Re: [PATCH] static_call,x86: Robustify trampoline patching

From: Kees Cook
Date: Tue Nov 02 2021 - 14:10:15 EST


On Tue, Nov 02, 2021 at 01:57:44PM +0100, Peter Zijlstra wrote:
> On Mon, Nov 01, 2021 at 03:14:41PM +0100, Ard Biesheuvel wrote:
> > On Mon, 1 Nov 2021 at 10:05, Peter Zijlstra <peterz@xxxxxxxxxxxxx> wrote:
>
> > > How is that not true for the jump table approach? Like I showed earlier,
> > > it is *trivial* to reconstruct the actual function pointer from a
> > > jump-table entry pointer.
> > >
> >
> > That is not the point. The point is that Clang instruments every
> > indirect call that it emits, to check whether the type of the jump
> > table entry it is about to call matches the type of the caller.
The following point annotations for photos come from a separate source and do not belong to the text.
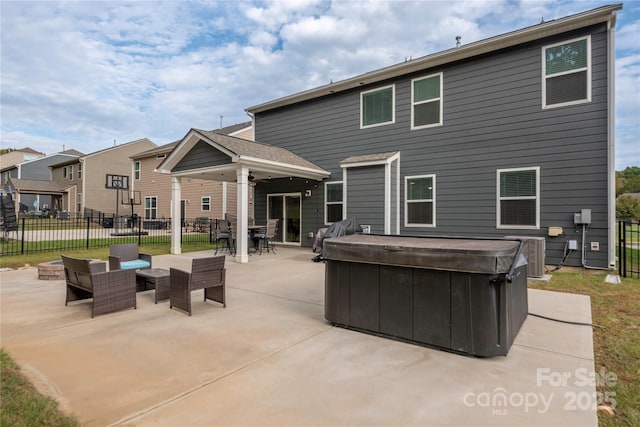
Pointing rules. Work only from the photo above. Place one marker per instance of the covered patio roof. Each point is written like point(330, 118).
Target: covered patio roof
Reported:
point(219, 157)
point(215, 156)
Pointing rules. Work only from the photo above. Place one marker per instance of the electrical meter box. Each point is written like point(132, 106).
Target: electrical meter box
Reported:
point(582, 217)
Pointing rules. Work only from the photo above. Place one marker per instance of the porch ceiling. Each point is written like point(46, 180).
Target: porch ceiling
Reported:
point(263, 161)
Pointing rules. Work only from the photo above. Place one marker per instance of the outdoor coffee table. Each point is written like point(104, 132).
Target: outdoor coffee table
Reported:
point(154, 278)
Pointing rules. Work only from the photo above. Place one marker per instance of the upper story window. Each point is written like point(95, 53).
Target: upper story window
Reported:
point(567, 73)
point(426, 101)
point(377, 107)
point(518, 198)
point(333, 202)
point(205, 204)
point(420, 201)
point(150, 207)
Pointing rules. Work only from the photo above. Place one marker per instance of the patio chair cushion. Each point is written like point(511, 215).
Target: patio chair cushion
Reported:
point(134, 265)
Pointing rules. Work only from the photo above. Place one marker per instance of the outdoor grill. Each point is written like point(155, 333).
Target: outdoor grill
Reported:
point(463, 295)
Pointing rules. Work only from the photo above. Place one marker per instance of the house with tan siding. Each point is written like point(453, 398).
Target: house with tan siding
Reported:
point(199, 198)
point(83, 179)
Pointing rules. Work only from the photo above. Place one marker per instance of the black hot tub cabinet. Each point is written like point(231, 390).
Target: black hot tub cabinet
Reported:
point(463, 295)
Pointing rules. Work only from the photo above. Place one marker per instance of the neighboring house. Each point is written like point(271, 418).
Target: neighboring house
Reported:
point(508, 136)
point(19, 155)
point(199, 198)
point(94, 168)
point(31, 185)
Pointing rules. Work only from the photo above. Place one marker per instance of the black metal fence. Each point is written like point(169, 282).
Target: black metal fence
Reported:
point(629, 248)
point(83, 232)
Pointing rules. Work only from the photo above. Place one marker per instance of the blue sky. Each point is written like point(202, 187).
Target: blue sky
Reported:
point(82, 74)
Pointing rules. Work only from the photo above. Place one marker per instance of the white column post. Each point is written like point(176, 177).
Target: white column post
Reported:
point(242, 175)
point(176, 220)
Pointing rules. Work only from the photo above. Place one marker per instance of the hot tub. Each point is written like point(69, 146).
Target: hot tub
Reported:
point(463, 295)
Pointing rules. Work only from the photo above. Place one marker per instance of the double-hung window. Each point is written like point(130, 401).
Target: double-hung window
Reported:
point(420, 201)
point(426, 101)
point(566, 70)
point(518, 198)
point(377, 107)
point(205, 204)
point(150, 207)
point(333, 202)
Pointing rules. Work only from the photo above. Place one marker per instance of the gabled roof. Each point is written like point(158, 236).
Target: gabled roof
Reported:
point(36, 185)
point(528, 34)
point(161, 149)
point(115, 147)
point(166, 148)
point(72, 152)
point(26, 150)
point(264, 160)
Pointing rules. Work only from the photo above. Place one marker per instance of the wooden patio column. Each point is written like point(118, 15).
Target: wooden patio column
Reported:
point(176, 220)
point(242, 174)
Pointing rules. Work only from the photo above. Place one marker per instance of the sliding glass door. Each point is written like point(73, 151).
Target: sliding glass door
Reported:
point(287, 208)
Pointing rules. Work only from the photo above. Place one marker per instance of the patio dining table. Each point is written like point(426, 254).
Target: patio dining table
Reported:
point(253, 231)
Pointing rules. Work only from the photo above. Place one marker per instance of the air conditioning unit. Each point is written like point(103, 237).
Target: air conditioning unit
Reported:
point(534, 253)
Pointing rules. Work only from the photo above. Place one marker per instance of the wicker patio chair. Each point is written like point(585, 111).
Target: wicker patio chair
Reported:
point(206, 273)
point(111, 291)
point(126, 257)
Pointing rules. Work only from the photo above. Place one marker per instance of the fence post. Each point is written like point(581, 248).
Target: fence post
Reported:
point(88, 230)
point(22, 239)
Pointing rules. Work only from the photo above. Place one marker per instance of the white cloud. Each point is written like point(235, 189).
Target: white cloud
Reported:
point(85, 73)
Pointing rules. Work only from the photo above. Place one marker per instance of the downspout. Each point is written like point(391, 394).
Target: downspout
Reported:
point(611, 71)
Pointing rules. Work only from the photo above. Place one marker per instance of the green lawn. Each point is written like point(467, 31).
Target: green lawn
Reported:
point(617, 346)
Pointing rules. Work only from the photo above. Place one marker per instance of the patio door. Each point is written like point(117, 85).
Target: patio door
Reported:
point(287, 208)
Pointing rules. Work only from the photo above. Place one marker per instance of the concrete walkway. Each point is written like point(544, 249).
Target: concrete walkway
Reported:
point(270, 358)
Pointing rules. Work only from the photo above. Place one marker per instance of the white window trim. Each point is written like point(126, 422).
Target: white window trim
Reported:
point(393, 106)
point(202, 203)
point(440, 99)
point(332, 203)
point(144, 207)
point(544, 74)
point(432, 200)
point(537, 198)
point(137, 162)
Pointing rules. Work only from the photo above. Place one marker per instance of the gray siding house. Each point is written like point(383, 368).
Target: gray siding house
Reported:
point(508, 136)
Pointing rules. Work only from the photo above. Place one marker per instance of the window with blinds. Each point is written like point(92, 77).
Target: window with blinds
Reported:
point(377, 107)
point(333, 202)
point(567, 73)
point(518, 198)
point(420, 201)
point(426, 101)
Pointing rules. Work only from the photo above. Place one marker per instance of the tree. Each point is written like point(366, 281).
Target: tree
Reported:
point(628, 207)
point(628, 180)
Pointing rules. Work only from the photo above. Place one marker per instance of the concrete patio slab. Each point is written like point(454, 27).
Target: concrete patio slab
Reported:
point(270, 358)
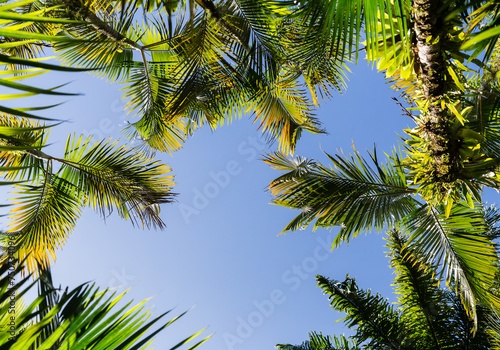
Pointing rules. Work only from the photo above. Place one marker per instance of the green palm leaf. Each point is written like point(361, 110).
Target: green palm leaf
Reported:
point(353, 194)
point(373, 315)
point(318, 341)
point(460, 245)
point(120, 178)
point(82, 318)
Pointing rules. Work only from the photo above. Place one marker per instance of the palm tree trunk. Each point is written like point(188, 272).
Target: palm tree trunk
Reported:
point(430, 33)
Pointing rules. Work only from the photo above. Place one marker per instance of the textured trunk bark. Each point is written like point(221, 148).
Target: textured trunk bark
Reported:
point(82, 13)
point(430, 32)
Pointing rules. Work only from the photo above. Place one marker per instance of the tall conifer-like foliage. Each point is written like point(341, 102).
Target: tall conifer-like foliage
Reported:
point(442, 57)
IOW,
> > the indirect calls can only branch into jump tables, and all jump
> > table entries in a table each branch to the start of some function of
> > the same type.
> >
> > So the only thing you could achieve by adding or subtracting a
> > constant value from the indirect call address is either calling
> > another function of the same type (if you are hitting another entry in
> > the same table), or failing the CFI type check.
>
> Ah, I see, so the call-site needs to have a branch around the indirect
> call instruction.
>
> > Instrumenting the callee only needs something like BTI, and a
> > consistent use of the landing pads to ensure that you cannot trivially
> > omit the check by landing right after it.
>
> That does bring up another point tho; how are we going to do a kernel
> that's optimal for both software CFI and hardware aided CFI?
>
> All questions that need answering I think.
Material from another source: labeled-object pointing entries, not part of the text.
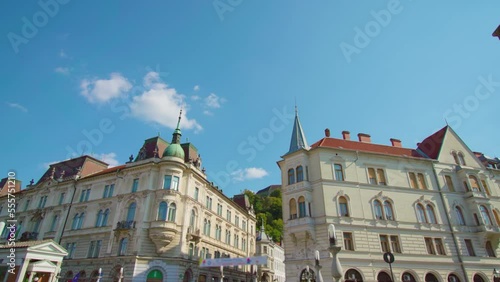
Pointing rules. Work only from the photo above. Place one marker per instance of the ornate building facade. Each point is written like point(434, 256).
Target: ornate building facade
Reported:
point(436, 208)
point(151, 219)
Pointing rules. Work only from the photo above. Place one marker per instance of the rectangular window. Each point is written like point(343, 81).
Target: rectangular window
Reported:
point(438, 242)
point(421, 181)
point(61, 198)
point(384, 243)
point(54, 223)
point(219, 209)
point(413, 180)
point(371, 176)
point(175, 183)
point(470, 249)
point(348, 243)
point(339, 174)
point(167, 181)
point(135, 185)
point(396, 248)
point(430, 246)
point(449, 183)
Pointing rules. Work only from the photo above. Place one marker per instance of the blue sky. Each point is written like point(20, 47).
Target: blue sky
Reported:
point(120, 71)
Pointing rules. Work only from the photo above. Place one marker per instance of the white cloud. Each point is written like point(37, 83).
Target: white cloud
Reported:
point(103, 90)
point(17, 106)
point(160, 104)
point(249, 173)
point(109, 158)
point(62, 70)
point(213, 101)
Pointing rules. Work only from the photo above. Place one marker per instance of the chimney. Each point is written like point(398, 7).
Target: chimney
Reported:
point(396, 142)
point(327, 132)
point(363, 137)
point(346, 135)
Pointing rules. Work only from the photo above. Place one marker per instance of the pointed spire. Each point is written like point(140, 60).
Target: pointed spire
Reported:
point(176, 138)
point(298, 140)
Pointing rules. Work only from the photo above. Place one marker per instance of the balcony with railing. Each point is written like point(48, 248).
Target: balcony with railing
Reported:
point(29, 236)
point(162, 233)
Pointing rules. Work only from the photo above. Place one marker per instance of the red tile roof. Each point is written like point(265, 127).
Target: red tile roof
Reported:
point(431, 146)
point(365, 147)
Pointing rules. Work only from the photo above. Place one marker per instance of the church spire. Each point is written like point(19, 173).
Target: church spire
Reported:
point(176, 136)
point(298, 140)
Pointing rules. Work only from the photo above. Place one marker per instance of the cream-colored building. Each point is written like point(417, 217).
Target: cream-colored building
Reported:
point(436, 208)
point(274, 270)
point(151, 219)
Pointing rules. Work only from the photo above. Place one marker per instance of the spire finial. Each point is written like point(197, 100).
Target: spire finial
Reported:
point(179, 121)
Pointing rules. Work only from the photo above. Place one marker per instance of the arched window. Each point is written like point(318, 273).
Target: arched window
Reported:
point(429, 277)
point(460, 215)
point(455, 157)
point(192, 219)
point(122, 248)
point(302, 206)
point(105, 218)
point(474, 183)
point(154, 276)
point(339, 174)
point(431, 215)
point(489, 249)
point(344, 208)
point(408, 277)
point(300, 173)
point(389, 214)
point(162, 211)
point(291, 176)
point(352, 275)
point(461, 158)
point(383, 277)
point(293, 209)
point(453, 278)
point(485, 214)
point(421, 214)
point(171, 212)
point(98, 222)
point(497, 217)
point(131, 212)
point(378, 209)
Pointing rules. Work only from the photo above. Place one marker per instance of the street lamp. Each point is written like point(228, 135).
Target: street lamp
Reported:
point(334, 250)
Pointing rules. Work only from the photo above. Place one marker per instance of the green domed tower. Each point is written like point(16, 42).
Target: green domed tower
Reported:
point(175, 149)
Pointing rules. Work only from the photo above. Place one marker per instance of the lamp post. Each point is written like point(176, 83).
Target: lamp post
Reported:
point(334, 250)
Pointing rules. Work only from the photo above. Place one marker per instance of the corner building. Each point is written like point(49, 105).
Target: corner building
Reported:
point(435, 207)
point(151, 219)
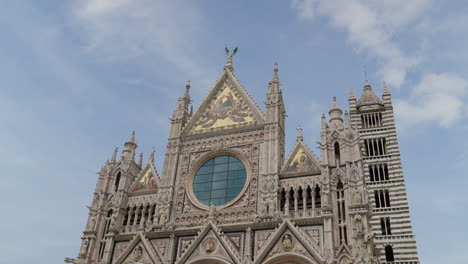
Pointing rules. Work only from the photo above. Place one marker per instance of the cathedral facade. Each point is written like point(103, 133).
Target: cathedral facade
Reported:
point(228, 192)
I'm totally fine with designing a new CFI for a future option,
but blocking the existing (working) one does not best serve our end
users. There are already people waiting on x86 CFI because having the
extra layer of defense is valuable for them. No, it's not perfect,
but it works right now, and evidence from Android shows that it has
significant real-world defensive value. Some of the more adventurous
are actually patching their kernels with the CFI support already, and
happily running their workloads, etc.

Supporting Clang CFI means we actually have something to evolve
from, where as starting completely over means (likely significant)
delays leaving folks without the option available at all. I think the
various compiler and kernel tweaks needed to improve kernel support
are reasonable, but building a totally new CFI implementation is not:
it _does_ work today on x86. Yes, it's weird, but not outrageously so.
(And just to state the obvious, CFI is an _optional_ CONFIG: not
everyone wants CFI, so it's okay if there are some sharp edges under
some CONFIG combinations.)

Regardless, speaking to a new CFI design below:

> So how insane is something like this, have each function:
>
> foo.cfi:
> endbr64
> xorl $0xdeadbeef, %r10d
> jz foo
> ud2
> nop # make it 16 bytes
> foo:
> # actual function text goes here
>
>
> And for each hash have two thunks:
>
>
> # arg: r11
> # clobbers: r10, r11
> __x86_indirect_cfi_deadbeef:
> movl -9(%r11), %r10 # immediate in foo.cfi

This requires the text be readable. I have been hoping to avoid this for
a CFI implementation so we could gain the benefit of execute-only
memory (available soon on arm64, and possible today on x86 under a
hypervisor).

But, yes, FWIW, this is very similar to what PaX RAP CFI does: the
caller reads "$dest - offset" for a hash, and compares it against the
hard-coded hash at the call site, before "call $dest".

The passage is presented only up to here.